In addition to the general call to single-mindedness that I heard at this last New England Yearly Meeting sessions, a specific concern that seemed to need its own post came up clearly. This has to do with our understanding of gifts and the distribution of work.
I heard several Friends call us to recognize and support the spiritual gifts of particular individuals, gifts which were to be used for the benefit of the community. This sounded good to me, but seemed as though it could mean a variety of things. I had lunch with one Friend who spoke eloquently of the need to recognize ministers and elders, and went on to define these roles. Here’s how I understood the definition: ministers carry God’s words to the community, and are accountable to the community for their faithfulness in bearing this message; elders provide physical, logistical and emotional support for ministers and help them to discern whether or not the message has been delivered faithfully. The minister/elder relationship is not meant to be reciprocal--the elder takes care of the minister, the minister takes care of the message. People are apt to be given either the gift of ministry or the gift of eldership lifelong. This Friend felt called as a minister, and said that I seemed clearly to have a gift for eldership, as I had been busing tables and carrying things for people over the course of the week. I didn’t say much, but I didn’t take well to this. Partly that was an ego thing--I feel that I’ve also had occasion to speak the Word sometimes, which may be well and good, and I want to be recognized for that, which is not so good. Part of my reaction, though, arose from a larger concern which seemed to be connected.
Everyone is asked to volunteer with some physical work during Sessions, and I spent some time carrying trays and clearing tables. In the course of doing that work I noticed that quite a few people seemed to have loaded their trays into the rack that fed the dishwasher without sorting out and disposing of their paper and trash, as the signs clearly asked us to do. This bothered me because my work at the farm sometimes involves cleaning up after groups and I object when they don’t do their part, and because we had been talking about Jubilee and racial and economic justice and we were being inconsiderate of the folks who cleaned up after us, who were on average darker-skinned and probably less affluent than most of us. I started talking to other Friends about how we could most effectively remind people to be considerate. Some gave helpful suggestions and seemed to share the concern. (One especially helpful Friend pointed out that we should also be paying attention to the table signs asking us to avoid using trays unnecessarily, in order to save soap, hot water and the time of the dishwashers. I hadn’t been doing this, but I started after she spoke to me.) Others offered variations on, “We’re here trying to do important spiritual work, and you want to take people’s time and attention to talk about scraping plates?”

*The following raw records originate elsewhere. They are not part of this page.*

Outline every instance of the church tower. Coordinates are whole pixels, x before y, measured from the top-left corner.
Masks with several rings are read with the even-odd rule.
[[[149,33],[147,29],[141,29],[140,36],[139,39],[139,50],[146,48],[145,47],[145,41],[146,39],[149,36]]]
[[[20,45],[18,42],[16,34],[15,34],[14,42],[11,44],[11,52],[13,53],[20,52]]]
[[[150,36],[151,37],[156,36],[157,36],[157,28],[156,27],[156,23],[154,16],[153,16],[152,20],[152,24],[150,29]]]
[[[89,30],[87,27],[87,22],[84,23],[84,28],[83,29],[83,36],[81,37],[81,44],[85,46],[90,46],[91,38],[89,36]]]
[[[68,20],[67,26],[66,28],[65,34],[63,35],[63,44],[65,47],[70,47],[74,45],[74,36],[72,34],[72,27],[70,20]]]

I had done something similar earlier in the week; I pushed the button on the ice-cream machine for a kid, and when we missed each other and there was a glob of soft-serve on the floor I was embarrassed and slipped away, figuring that someone would be along to clean the floor soon anyway and that would be their job and I wanted to get away from people who’d seen me being clumsy and foolish and anyway I had some other important things I wanted to do.
But I believe that the real important work, living into the kingdom of God, requires us to pay attention to the messes we make and the people who get stuck cleaning them up. I think it requires us to do more of our own basic work and to help our neighbors with theirs, rather than leaving a disproportionate share of it for poorer folks. I know this isn’t the only thing we need. I know we need ministry, teaching, the Word. But I think that if we each did our share of the basic work we’d each have some time and strength left to cultivate other gifts and use them in God’s service. I know that we need help in discerning how to rightly use our gifts. I hope we can find a way to do this clearly, consistently and lovingly, without letting our gifts excuse us from helping with the grunt-work of the world. I know both can be done; one of the things I like about Paul’s epistles is the combination of his clear writing about spiritual gifts and their care, and his insistence on the importance of manual labor.
I realize that I don’t think as clearly and calmly as I’d like to about this. It hooks into my memories of childhood involvement with the (intellectually) Gifted communityand into my recurring frustration at being considered dumb because I am farming. And it hooks into my dismay at the waste of the gifts of migrant workers who have visited us, who are usually too overtaxed and exhausted by their overlong shifts growing our food to have much time for prayer, song, storytelling... I would like to hear from others about how the recognition, nurture and exercise of spiritual gifts can be rightly exercised and balanced with mutual responsibility for basic work.